Sunday, June 2, 2013


PeopleSystems and Sustainability: This Week in the Global Environment

Maybe It IS Easy Being Green

Early debates (going back more than a decade now) regarding the potential impacts of global warming were backed up by ecological simulation models of primary production and plant biomass that ignored a key factor—carbon dioxide limitation of much of the vegetation in the biosphere. Recently, more sophisticated models have incorporated this parameter in one form or another, providing what are likely to be seen in retrospect as more accurate, precise, and well-calibrated projections of climate change effects.

This week, Science Daily (http://www.sciencedaily.com/releases/2013/05/130531105415.htm) presented a synopsis of work conducted by Randall Donahue and colleagues at the Australian Commonwealth Scientific and Industrial Research Organization (CSIRO) and published in the Geophysical Research Letters in which the authors attempted to sort out a signal of carbon dioxide increase from the “noise” of the many parameters, such as temperature and moisture affecting plant growth. 

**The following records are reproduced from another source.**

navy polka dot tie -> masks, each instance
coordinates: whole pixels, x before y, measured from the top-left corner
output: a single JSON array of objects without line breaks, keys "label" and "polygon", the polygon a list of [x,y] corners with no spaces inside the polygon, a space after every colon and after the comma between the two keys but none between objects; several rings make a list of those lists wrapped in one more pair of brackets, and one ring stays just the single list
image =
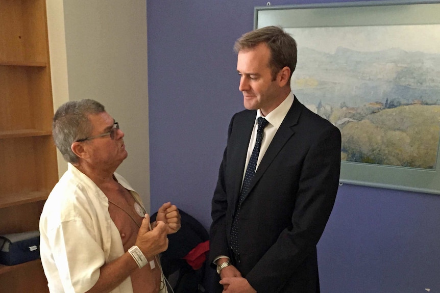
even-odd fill
[{"label": "navy polka dot tie", "polygon": [[238,249],[238,221],[240,218],[240,209],[241,207],[241,202],[245,199],[246,193],[249,188],[251,180],[255,173],[255,169],[257,167],[257,162],[258,161],[258,155],[260,153],[260,148],[261,147],[261,141],[264,135],[264,127],[268,124],[267,120],[263,117],[258,117],[258,128],[257,129],[257,140],[255,141],[255,145],[252,150],[252,154],[249,159],[248,164],[248,168],[245,174],[245,179],[243,180],[243,185],[241,186],[241,191],[240,192],[240,199],[235,210],[235,215],[232,221],[232,227],[231,228],[231,246],[235,254],[239,255]]}]

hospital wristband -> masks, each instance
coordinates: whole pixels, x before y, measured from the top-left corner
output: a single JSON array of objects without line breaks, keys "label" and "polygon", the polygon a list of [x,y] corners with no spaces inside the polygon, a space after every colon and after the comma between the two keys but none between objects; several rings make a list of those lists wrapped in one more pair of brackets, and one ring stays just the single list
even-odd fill
[{"label": "hospital wristband", "polygon": [[128,250],[128,252],[131,255],[136,263],[137,263],[139,269],[143,268],[144,265],[148,263],[148,260],[146,260],[143,253],[136,245],[132,246]]}]

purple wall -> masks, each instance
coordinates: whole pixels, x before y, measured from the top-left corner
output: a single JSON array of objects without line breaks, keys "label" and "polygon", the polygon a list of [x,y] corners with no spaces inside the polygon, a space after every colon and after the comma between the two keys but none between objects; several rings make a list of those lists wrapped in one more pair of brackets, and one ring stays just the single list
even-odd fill
[{"label": "purple wall", "polygon": [[[170,200],[209,227],[228,125],[243,109],[232,46],[266,3],[147,0],[152,212]],[[438,227],[438,196],[341,186],[319,244],[322,292],[440,292]]]}]

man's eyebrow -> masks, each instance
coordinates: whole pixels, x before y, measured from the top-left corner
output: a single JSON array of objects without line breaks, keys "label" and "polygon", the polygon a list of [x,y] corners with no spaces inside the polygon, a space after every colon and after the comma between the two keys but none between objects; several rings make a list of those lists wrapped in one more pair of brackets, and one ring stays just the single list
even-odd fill
[{"label": "man's eyebrow", "polygon": [[106,130],[110,131],[110,130],[111,130],[111,129],[113,128],[113,126],[115,123],[116,123],[116,121],[114,119],[113,119],[113,124],[110,126],[106,127],[105,128],[104,128],[104,131],[106,131]]}]

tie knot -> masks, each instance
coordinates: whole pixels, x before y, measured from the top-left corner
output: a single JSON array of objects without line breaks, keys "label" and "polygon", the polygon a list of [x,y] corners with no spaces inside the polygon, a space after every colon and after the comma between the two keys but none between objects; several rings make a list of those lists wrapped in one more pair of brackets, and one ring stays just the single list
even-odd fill
[{"label": "tie knot", "polygon": [[263,130],[264,129],[267,124],[269,124],[269,121],[266,120],[263,117],[258,117],[258,130]]}]

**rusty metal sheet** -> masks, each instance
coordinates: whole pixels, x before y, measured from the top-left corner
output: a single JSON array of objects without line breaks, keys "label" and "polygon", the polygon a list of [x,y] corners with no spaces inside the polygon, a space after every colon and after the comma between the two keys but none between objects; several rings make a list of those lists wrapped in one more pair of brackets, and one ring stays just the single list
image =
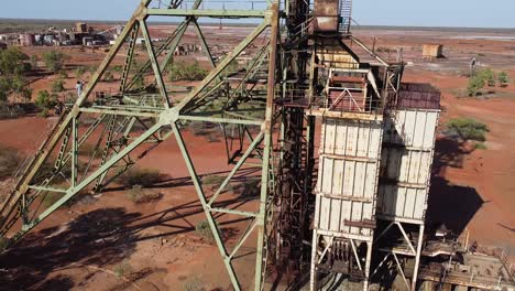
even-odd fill
[{"label": "rusty metal sheet", "polygon": [[403,147],[432,149],[439,111],[396,110],[384,121],[384,142]]},{"label": "rusty metal sheet", "polygon": [[315,32],[337,32],[339,24],[339,4],[338,0],[316,0],[314,3]]}]

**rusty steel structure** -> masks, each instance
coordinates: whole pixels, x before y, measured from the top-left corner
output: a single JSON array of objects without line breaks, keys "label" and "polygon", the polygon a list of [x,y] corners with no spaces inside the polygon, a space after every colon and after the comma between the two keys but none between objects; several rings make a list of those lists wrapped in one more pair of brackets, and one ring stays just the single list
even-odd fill
[{"label": "rusty steel structure", "polygon": [[[234,290],[263,290],[278,272],[309,274],[310,290],[346,281],[369,290],[392,276],[417,290],[440,94],[429,85],[403,83],[403,63],[386,62],[352,35],[351,13],[351,0],[142,0],[2,203],[0,234],[15,244],[76,195],[101,192],[173,138]],[[157,17],[183,19],[158,44],[149,29]],[[217,61],[204,18],[258,22]],[[178,97],[164,75],[188,29],[212,68]],[[147,55],[142,65],[134,62],[139,37]],[[230,72],[251,46],[259,47],[251,61]],[[99,93],[121,52],[119,90]],[[233,168],[212,195],[183,138],[190,122],[219,125],[230,140],[223,159]],[[229,138],[228,129],[237,137]],[[86,143],[96,147],[79,159]],[[260,172],[255,209],[219,203],[249,164]],[[42,205],[51,193],[61,194],[57,202]],[[249,220],[237,244],[223,240],[216,214]],[[256,238],[250,242],[253,284],[242,282],[234,267],[251,237]],[[435,280],[428,271],[425,278]]]}]

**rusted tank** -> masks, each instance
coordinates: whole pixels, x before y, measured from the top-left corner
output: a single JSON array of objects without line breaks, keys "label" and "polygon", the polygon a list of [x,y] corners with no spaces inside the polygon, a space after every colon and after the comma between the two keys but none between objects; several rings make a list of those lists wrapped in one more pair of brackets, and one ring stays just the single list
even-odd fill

The exercise was far from straightforward. Donahue and his people concentrated on arid areas where increased “green” could be quantified by contrast to the dry substrate (as opposed, say, to tropical or temperate forests where leaf cover already exceeds 100%, making remotely-sensed increases in leaf area impossible to ascertain). They established site-specific indices of maximum “green” attainable via a three-year moving average of moisture changes. Then they quantified green exceedances of the index, likely indicating the effect of carbon dioxide fertilization on the landscape. 

One thing the authors did not comment on is the fortuitous high value of forcing their work into arid regions. Desertification is one of the greatest environmental problems we face today. If carbon dioxide fertilization can, even incrementally, slow or reverse desertification in key areas of the Sahel, central Asia, the Americas, and even Australia, it will be an enormous boost to the ecological quality of the biosphere. At the same time, it will feedback on human quality-of-life, offering reduced hardships in regions traditionally among the most challenging places for people to live.

I suggest we all take a deep breath and re-read the cover of our copy of The Hitchhiker’s Guide to the Galaxy, where it reads, in soothing green letters, “DON’T PANIC”. As scientists and environmental managers, it is critically important for us to be objective, to sort the good and bad effects of global climate change, and incorporate those in our communications to politicians and the public. In this case, CSIRO scores one for the good guys. Climate change may help truncate desertification. Time to tackle other items on the impact assessment list. But those are subjects for subsequent columns.